Business cards serve a variety of purposes: They provide your contact information to a potential client or partner, and they serve as a marketing tool for your business. It’s important to carry your business cards everywhere with you, because you never know when a simple errand can turn into a networking opportunity. Chatting up the fellow next to you at the auto repair shop? He could be your next customer! And that’s why your business cards need to be memorable. Here are five tips for the next time you order a batch:
Start with a template. Maybe you’re not the best graphic designer, but that doesn’t mean you can’t create your own great-looking business card. Templates provide a good starting point and ensure your cards will be print-ready. Also, free templates are available to you!
Include all your information. Think about what type of business you’re in and which contact information is the most important. If your company is a brick-and-mortar one, definitely include your address prominently. But if customers don’t come to your office, think about including your physical address on the back of the card and list your other contact information – phone number, e-mail, website – on the front. Do you have a blog, Twitter account or Facebook page? Consider adding those to your card. Do you have international clients? Consider ordering an extra set that includes your country code and phonetic name spelling.

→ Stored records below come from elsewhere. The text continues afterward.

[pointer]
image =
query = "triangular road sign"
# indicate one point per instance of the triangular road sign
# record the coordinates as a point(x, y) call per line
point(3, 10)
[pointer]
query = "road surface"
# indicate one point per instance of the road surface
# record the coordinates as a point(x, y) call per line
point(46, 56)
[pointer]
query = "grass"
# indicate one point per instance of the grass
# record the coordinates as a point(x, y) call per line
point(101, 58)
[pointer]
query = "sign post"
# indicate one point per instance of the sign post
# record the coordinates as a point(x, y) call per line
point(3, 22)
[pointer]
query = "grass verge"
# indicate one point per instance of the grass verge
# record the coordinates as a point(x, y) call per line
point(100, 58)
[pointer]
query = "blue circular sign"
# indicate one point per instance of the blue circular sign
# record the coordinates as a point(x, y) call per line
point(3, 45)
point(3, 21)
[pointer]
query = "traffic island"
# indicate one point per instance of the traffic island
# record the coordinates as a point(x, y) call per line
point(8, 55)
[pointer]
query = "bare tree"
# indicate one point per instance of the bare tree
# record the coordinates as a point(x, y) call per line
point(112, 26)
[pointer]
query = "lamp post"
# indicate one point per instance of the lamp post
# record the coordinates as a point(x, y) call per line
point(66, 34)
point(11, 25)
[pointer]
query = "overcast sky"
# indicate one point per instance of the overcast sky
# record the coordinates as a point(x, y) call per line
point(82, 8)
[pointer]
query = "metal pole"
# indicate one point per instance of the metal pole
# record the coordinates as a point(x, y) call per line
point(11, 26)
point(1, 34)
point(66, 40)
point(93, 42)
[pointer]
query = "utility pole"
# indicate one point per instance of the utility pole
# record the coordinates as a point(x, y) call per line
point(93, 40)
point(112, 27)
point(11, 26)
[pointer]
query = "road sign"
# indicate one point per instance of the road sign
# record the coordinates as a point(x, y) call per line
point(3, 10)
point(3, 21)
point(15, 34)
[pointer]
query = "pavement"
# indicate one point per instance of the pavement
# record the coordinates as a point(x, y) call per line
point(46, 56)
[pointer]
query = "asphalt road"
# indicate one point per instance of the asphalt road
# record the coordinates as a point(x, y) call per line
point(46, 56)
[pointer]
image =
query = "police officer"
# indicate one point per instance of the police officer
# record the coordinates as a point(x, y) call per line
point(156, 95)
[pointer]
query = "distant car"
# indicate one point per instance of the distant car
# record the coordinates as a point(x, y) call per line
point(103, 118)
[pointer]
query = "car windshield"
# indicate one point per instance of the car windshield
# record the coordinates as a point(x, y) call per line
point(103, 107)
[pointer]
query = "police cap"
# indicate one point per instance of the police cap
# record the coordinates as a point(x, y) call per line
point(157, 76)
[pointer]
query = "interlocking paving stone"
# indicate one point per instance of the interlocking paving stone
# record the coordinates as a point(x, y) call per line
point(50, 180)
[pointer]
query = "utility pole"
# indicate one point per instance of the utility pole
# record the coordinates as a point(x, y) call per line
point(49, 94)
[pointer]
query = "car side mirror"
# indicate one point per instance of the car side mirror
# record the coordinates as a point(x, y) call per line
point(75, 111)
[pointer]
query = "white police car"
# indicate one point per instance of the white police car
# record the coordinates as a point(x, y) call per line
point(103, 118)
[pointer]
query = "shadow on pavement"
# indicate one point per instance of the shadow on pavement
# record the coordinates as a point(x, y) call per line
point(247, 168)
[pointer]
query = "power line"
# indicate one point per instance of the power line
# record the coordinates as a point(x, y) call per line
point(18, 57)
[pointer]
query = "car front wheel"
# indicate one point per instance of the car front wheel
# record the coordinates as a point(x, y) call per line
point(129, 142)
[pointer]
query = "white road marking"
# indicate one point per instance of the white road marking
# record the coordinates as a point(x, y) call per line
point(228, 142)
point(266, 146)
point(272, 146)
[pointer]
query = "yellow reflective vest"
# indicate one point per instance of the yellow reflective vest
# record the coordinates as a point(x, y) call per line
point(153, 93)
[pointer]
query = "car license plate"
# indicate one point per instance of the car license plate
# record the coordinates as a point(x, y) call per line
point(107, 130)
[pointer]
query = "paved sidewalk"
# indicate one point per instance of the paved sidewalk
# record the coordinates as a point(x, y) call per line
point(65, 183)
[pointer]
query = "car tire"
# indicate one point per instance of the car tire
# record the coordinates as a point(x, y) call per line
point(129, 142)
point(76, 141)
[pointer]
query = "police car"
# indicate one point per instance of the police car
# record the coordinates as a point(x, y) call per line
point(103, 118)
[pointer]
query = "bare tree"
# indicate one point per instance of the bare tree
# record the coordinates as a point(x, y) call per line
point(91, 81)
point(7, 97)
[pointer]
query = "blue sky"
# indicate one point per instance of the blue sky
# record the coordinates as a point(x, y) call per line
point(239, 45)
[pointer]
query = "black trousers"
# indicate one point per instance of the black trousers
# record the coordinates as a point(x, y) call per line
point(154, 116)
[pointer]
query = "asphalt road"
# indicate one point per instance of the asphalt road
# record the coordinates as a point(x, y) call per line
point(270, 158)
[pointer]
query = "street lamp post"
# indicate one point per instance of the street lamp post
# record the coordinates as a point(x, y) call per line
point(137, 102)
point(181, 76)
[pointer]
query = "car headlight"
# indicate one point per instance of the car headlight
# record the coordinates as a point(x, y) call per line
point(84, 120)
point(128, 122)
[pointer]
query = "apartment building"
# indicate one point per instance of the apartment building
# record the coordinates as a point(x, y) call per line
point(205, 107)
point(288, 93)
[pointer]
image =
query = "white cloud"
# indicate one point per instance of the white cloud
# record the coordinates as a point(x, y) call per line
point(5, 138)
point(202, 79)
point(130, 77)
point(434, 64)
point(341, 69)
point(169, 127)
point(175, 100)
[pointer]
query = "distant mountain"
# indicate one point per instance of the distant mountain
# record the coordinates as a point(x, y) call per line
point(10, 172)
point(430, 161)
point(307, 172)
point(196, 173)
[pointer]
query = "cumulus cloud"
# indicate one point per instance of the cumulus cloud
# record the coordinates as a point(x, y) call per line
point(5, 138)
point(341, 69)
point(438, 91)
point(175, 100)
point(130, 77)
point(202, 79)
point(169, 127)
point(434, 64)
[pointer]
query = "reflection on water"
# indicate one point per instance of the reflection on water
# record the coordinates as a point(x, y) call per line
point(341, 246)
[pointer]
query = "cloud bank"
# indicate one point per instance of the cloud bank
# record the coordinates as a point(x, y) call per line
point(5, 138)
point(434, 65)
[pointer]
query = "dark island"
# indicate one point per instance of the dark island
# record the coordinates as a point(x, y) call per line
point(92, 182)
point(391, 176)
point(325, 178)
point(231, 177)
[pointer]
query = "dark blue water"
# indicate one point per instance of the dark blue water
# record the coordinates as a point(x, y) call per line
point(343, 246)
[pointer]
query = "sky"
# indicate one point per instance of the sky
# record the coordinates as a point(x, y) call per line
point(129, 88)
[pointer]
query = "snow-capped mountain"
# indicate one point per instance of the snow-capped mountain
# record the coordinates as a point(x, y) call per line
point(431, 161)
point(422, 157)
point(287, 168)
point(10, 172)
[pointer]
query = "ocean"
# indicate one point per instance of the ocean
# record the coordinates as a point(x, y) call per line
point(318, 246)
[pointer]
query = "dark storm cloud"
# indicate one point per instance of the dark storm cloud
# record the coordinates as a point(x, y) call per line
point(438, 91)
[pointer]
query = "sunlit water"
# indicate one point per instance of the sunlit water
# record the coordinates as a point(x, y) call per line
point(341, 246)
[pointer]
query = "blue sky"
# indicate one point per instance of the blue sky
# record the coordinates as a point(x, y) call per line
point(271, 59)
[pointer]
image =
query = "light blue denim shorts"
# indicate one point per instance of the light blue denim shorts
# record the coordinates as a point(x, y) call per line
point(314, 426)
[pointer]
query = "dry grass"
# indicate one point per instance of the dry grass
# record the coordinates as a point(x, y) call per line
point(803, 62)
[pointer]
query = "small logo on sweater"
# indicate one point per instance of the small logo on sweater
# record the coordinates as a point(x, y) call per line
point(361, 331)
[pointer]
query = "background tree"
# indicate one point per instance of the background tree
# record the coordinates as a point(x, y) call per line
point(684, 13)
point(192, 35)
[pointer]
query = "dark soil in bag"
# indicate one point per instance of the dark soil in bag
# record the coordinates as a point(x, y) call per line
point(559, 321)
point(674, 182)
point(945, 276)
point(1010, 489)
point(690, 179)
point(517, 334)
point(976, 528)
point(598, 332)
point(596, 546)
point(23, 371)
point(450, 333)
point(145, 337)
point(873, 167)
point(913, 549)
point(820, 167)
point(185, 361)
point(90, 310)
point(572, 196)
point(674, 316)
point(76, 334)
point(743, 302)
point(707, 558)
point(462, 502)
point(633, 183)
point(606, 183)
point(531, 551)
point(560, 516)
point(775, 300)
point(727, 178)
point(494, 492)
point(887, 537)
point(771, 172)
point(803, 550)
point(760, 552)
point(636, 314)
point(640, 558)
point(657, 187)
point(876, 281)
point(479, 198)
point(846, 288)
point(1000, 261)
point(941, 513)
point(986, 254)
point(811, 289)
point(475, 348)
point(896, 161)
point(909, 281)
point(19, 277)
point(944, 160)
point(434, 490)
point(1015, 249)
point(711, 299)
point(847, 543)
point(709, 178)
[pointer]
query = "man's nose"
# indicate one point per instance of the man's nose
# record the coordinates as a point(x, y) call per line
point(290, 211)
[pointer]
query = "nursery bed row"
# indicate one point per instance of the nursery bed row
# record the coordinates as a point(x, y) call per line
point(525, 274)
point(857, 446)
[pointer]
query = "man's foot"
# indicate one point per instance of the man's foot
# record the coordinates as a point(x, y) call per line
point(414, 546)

Go green. Business cards don’t need to be a waste of trees. You can choose top-quality, 100 percent recycled paper. Also, look for printers that use soy-based inks, which are environmentally friendly since they emit fewer volatile organic compounds than traditional, petroleum-based inks.
Try a die cut to make them stand out. Some people collect a lot of business cards; they might have multiple Rolodexes of them. To make a potential client pause as he or she flips through all those cards, print them with rounded corners or a custom die cut. People respond to visuals, and a tangible business card in their hand that has a unique design will create a stronger memory.
Order an extra set with no name on them. How many times have you started a new job only to be sent out into the field immediately? It’s happened to me, and I had to introduce myself to a slew of contacts with no business cards to hand out. When ordering new business cards for your staff, think about getting a set with no name but all the company’s information – they’ll be great for new employees to use until their personalized ones are printed.
Free isn’t always best. You’ve probably seen advertisements offering free business cards – “You only pay shipping and handling!” But beware, because it might be too good to be true. A lot of these offers are advertising ploys for the printing company, as they might promote their own business on your cards. And what will the people you meet think of your company then?